Bella Union seems to have found who appears to be just the coolest person on heart. Hannah Cohen is the apotheosis of hipsterdom; compared to her, Lana Del Rey could sell Big Issue outside Whitechapel tube station.
Her grandfather Bertie Rogers, poet and BBC broadcaster, used to hang out with the sorts of Dylan Thomas.

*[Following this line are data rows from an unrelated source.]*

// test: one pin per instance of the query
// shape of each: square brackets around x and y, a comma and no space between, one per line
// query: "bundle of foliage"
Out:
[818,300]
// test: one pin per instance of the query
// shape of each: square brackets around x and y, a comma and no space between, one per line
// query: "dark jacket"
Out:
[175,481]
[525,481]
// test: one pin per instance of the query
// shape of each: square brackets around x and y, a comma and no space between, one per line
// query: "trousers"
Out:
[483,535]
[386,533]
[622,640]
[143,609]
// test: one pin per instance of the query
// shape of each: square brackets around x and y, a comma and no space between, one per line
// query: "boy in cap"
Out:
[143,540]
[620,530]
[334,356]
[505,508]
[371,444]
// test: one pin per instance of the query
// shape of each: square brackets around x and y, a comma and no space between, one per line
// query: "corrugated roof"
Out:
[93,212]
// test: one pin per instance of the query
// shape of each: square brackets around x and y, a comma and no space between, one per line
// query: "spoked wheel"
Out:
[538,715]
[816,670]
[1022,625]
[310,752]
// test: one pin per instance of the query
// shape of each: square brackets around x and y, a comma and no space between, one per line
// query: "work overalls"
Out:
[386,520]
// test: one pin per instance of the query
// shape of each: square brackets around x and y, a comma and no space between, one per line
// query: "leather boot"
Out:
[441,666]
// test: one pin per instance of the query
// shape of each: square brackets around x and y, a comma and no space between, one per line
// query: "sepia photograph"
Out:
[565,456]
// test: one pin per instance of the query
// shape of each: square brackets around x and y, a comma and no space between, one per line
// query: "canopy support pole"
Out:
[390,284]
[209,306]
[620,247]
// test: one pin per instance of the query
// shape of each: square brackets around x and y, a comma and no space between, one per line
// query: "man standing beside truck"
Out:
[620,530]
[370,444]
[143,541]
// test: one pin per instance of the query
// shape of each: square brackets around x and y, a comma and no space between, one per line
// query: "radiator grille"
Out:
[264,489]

Daughter of an American jazz drummer and a British hippie, Hannah, now 26, soaked up with intellectual curiosity, has already travelled around the world as photographer and model.
She owns the most preposterous Wikipedia page ever, where it is stated “when she did start sharing (her songs) with her friends, usually in the wee hours as a party was winding down, rooms were hushed, jaws were dropped, and it became clear to everyone who heard them that these songs were something very special indeed”. Although it is clear that this wiki-entry is just a copy and paste of her album press release, I still can’t convince myself to hate her, and the reason is simple.
In fact, from the first notes of opening track Don’t Say, her voice rises as elegant as a young Hope Sandoval, soft as a teenager version of Nina Nastasia, jaw-dropping exactly as her ludicrous wiki-page claims.
The touch of Thomas Bartlett, aka Doveman (The National, Antony and the Johnsons) emerges from the feeble beats of the wistful The Crying Game and the haunting Sorry, adding a dark charm to Child Bride.
It is hard to find a weak spot, a mistaken effort in this ten-tracks precious collection, as long as the listener doesn’t deal with Child Bride as with a ‘normal’ album. Swallowed all at once Child Bride is dull and boring, taken little by little expresses all its magnificence and beauty.